Motorway Services Online

Retrieved from "https://motorwayservicesonline.co.uk"

Destination in its own right

Gloucester farm shop.
Services were never meant to be attracting local residents.

The phrase "destination in its own right" was used from 1994 until 2013 by the Highways Agency, to prohibit operators from providing any more than the most basic facilities.

The phrase means that service areas could only provide facilities that would be needed by passing traffic, and nothing that would cause people to head out of their way to visit it. Quite literally, it can't be somebody's destination. This meant no lavish hotels, large shopping centres or activity centres. The government feared that elaborate facilities would be overrun by visitors and wouldn't be able to properly cater for passing traffic.

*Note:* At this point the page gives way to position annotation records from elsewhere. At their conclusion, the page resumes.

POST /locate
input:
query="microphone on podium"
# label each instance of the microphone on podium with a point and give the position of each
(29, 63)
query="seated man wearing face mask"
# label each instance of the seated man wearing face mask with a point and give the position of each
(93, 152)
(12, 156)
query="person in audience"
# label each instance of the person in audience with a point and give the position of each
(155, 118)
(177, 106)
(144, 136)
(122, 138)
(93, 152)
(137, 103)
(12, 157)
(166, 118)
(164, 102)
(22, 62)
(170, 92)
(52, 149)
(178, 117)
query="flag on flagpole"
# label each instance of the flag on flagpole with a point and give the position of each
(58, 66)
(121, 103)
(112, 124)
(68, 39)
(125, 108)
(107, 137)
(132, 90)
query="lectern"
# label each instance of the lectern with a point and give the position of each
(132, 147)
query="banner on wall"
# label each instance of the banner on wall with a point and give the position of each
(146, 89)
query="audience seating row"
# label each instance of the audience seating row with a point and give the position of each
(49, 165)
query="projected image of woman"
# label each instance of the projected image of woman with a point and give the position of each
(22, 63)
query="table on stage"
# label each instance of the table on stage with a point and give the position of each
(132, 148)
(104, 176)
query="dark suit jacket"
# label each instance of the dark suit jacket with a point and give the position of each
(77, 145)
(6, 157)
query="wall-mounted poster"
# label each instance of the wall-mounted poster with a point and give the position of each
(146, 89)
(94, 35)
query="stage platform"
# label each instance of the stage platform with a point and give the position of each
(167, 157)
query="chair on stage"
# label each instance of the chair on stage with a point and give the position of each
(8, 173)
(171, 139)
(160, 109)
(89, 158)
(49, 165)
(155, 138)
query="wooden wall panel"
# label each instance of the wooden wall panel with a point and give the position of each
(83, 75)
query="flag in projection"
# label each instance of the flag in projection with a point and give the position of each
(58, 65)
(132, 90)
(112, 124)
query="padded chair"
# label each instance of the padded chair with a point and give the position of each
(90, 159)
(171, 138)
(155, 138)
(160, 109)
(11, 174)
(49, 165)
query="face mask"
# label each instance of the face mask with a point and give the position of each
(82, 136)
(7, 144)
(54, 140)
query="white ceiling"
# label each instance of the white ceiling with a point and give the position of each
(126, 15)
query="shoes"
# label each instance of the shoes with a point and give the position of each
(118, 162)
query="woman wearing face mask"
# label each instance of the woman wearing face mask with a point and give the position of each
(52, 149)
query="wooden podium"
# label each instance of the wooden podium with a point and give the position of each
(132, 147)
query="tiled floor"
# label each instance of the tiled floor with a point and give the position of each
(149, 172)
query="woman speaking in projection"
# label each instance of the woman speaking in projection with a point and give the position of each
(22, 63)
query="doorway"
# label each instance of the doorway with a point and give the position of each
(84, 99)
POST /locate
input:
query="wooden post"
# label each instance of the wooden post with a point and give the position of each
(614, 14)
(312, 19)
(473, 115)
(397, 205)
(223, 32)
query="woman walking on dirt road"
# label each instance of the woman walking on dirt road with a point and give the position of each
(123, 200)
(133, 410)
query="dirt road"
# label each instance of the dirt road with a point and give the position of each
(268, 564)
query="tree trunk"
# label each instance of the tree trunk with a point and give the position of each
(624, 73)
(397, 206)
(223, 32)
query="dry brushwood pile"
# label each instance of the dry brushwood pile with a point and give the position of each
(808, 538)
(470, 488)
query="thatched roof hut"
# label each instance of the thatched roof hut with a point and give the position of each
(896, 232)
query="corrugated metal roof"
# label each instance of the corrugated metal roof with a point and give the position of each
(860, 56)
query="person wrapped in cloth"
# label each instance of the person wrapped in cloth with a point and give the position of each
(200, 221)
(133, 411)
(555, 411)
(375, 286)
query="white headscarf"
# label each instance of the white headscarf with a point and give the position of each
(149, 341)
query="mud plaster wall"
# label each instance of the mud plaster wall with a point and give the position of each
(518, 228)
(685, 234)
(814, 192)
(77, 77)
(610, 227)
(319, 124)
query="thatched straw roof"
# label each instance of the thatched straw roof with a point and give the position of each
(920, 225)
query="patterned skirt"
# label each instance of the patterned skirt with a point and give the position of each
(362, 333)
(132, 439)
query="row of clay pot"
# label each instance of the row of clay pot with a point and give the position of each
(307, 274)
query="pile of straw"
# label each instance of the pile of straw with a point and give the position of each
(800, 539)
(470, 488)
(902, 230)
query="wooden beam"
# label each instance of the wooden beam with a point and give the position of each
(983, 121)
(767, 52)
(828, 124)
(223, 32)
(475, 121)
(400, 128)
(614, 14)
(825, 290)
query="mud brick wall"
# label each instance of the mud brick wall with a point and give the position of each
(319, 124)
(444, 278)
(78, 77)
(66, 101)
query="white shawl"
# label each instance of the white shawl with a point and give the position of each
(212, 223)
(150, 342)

The rule stemmed from an original concern from the Ministry of Transport. The early motorway services were built using land acquired with a Compulsory Purchase Order to provide a vital facility. If it turned out some of the land was being used to provide something that isn't vital, an aggrieved neighbour could argue that the CPO has been abused. When the government started selling the freehold of service areas, the rule had to be made official.

The second fear was that a developer might be able to get around planning legislation by pretending to be building a service area, and then changing it to a supermarket.

Although A-road services were never owned by the government, the 'destination in its own right' rule applied to them too.

In 2013 service areas were deregulated, and this was one of many rules to be removed.

Resistance

While the rule was in place, service areas persistently argued that the rule stopped them providing profitable or popular facilities. Arguably most lodges were being marketed at people staying in the local area, so were acting as a destination in their own right.

One curious exception is Rheged Discovery Centre, which serves as both an official service area and "Cumbria's leading family day out".

In the early days of service areas, they were frequently in trouble for unauthorised facilities. Granada were accused of running their services "like resorts", while Corley had a crazy golf course, and Newport Pagnell was chastised for over-celebrating its 30th birthday.

People often ask why the major supermarket chains never took an interest in service stations. Although they have some similarities, the destination in its own right ruling would have caused the supermarkets to look very different.